This is the third instalment in the Urban Times ‘Logic Rules’ Series – examining the many logical behaviours we eschew for illogical reasons.
My local Starbucks in Cyprus is something of a mixed bag. I go there because it makes sense…
I went to my local Starbucks the other day to meet a friend. I like Starbucks. It may be the epitome of corporatism, but it’s one of the few places in Cyprus where smoking is strictly prohibited. To be more precise, it’s one of the few places in Cyprus where the smoking ban is enforced.
It’s one of the few places in Cyprus where the smoking ban is enforced
There are more upsides. Starbucks has free wifi with no password. Just find the network and shazam, you’re in. It also has high ceilings and plays soft music. No dingy, converted building with a hobbit ceiling to crack your head on, no pop extravaganzas blaring through the speakers all the time, or, worse yet, traditional tunes that make you think you’re at a wedding in the countryside. Just good, chillout music in a climate-controlled environment.

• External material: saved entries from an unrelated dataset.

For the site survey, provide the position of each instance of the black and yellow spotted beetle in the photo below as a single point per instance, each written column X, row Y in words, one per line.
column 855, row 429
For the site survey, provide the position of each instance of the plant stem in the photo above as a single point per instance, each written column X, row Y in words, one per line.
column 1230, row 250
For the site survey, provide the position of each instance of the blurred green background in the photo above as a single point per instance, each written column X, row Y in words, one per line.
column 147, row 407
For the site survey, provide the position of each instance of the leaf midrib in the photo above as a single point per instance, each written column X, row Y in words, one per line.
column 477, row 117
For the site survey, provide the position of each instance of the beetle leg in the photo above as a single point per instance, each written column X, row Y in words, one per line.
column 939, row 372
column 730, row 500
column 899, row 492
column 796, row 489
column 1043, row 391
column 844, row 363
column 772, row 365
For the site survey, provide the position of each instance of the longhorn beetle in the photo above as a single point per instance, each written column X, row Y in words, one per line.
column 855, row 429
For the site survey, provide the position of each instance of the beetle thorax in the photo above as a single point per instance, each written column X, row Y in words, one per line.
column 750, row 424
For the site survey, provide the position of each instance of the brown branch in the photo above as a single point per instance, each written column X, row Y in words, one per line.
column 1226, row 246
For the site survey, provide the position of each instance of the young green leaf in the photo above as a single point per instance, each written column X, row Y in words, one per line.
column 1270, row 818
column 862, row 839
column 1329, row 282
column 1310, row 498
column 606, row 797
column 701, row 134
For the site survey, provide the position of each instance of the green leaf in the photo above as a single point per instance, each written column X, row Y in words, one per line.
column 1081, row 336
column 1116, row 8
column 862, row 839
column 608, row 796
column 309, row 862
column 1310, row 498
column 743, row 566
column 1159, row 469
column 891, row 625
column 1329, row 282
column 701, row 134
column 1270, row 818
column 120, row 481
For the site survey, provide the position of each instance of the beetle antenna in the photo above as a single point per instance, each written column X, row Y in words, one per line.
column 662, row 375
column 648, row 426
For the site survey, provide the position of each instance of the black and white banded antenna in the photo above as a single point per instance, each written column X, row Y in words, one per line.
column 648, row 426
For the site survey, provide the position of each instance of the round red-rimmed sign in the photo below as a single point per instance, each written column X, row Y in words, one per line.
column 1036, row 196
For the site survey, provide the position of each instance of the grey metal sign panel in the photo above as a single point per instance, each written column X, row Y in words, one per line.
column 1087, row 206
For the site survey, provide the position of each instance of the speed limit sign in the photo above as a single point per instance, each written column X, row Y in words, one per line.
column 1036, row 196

But there are drawbacks. One of them are the loud kids, dozens of them, coming in all shapes and sizes, ages and decibel levels. I’m not a troll – I like kids, they make any venue come alive – but when assembled in a cafe like that, where their parents have come to meet friends – with more kids – who haven’t met for a while, and whose inclination is to let their rugrats roam around while they enjoy some quality adult time, these kids turn into a small army of goblins. Screams, cries, yelling, things smashing, toys clunking, items tossed everywhere, and people glancing around, trying to keep their drinks safe from the staggering little people… it can be very un-chill-out.
So I choose my time carefully and make sure I go there before the armies of mischief arrive.
Then, of course, there’s the marketeers. A cadre of online travel agents whose main mission is to recruit more salespeople, who recruit more salespeople in turn etc. They’ve turned the place into their professional hangout, hogging the electrical-socket area in order to power their laptops and make their pitches to prospective recruits, whom they bring over in droves. They’re not loud – they’re in fact very respectful – but they seem to have driven away the students that used to hang out there.
A euro a day keeps the Troika away
They have also driven me away, to the other side of the cafe, where things are less regimented and more relaxed.
Then there’s the bill. Cyprus Starbucks prices are high by comparison. Our tiny island nation is in a deep economic crisis, trudging on via a combination of EU-sanctioned bailout and bail-in (see theft) policies, but the specialty drinks – Latte, Caramel Macchiato, Frapuccino etc – remain well north of the 3-euro mark. Ouch!
Not that it matters to me. I rarely go out for coffee. People who frequent cafes every day (there is a serious coffee culture on the island) may prefer to save up because a euro a day keeps the Troika away, but my scant coffee intake barely makes a difference to my expenses.
Plus, I price my health above the small savings. A euro extra for each drink, plus the screaming kids and the ladder-scheming traveler agents, ALL of them are worth the smoke-free environment.
But there’s something more to the bill than just high prices. Take a look at the picture to the right. See that? It’s the receipt for a large, freshly squeezed orange juice. A mile of paper for a single item! 35 odd lines of information, including the address, the HQ adress, VAT info, the Tax ID, the employee’s name, the time of order, wifi info, an outdated password scheme, various codes, the price of the item, the total sum, a Facebook page, more codes…
Let’s put this in context. The lines dedicated to the item in question are six i.e. roughly 16% of the paper area. The rest of the information are technicalities and trivia.
In other words, more than 80% of the receipt is devoted to bureaucracy and marketing.
Now isn’t that a waste of paper?
In An Arabica Venti Nutshell
My local Starbucks in Cyprus has its pros and cons. It’s a wifi-friendly, smoke-free environment in an EU country where the smoking ban in enclosed public spaces is barely enforced. A thousand thumbs up for its strict, common-sense policy against tobacco.
Unfortunately this also attracts parents with out-of-control children, as well as mysterious travel agents who make the venue a little harder to handle. But they’re a small price to pay for clean air.
As for the item prices, they could go down a notch or two, at least until the crisis abates.
And regarding the receipts, they could be trimmed down in size. Starbucks pride themselves for their environmentally-friendly policies. They can make their case stronger by reducing their bill paper use by at least 50%. Surely an orange juice doesn’t need a receipt the size of a manifesto. Think about it. It’s a helluva lot of trees wasted, enough to keep you up at night.
That’s a Venti we could all do without.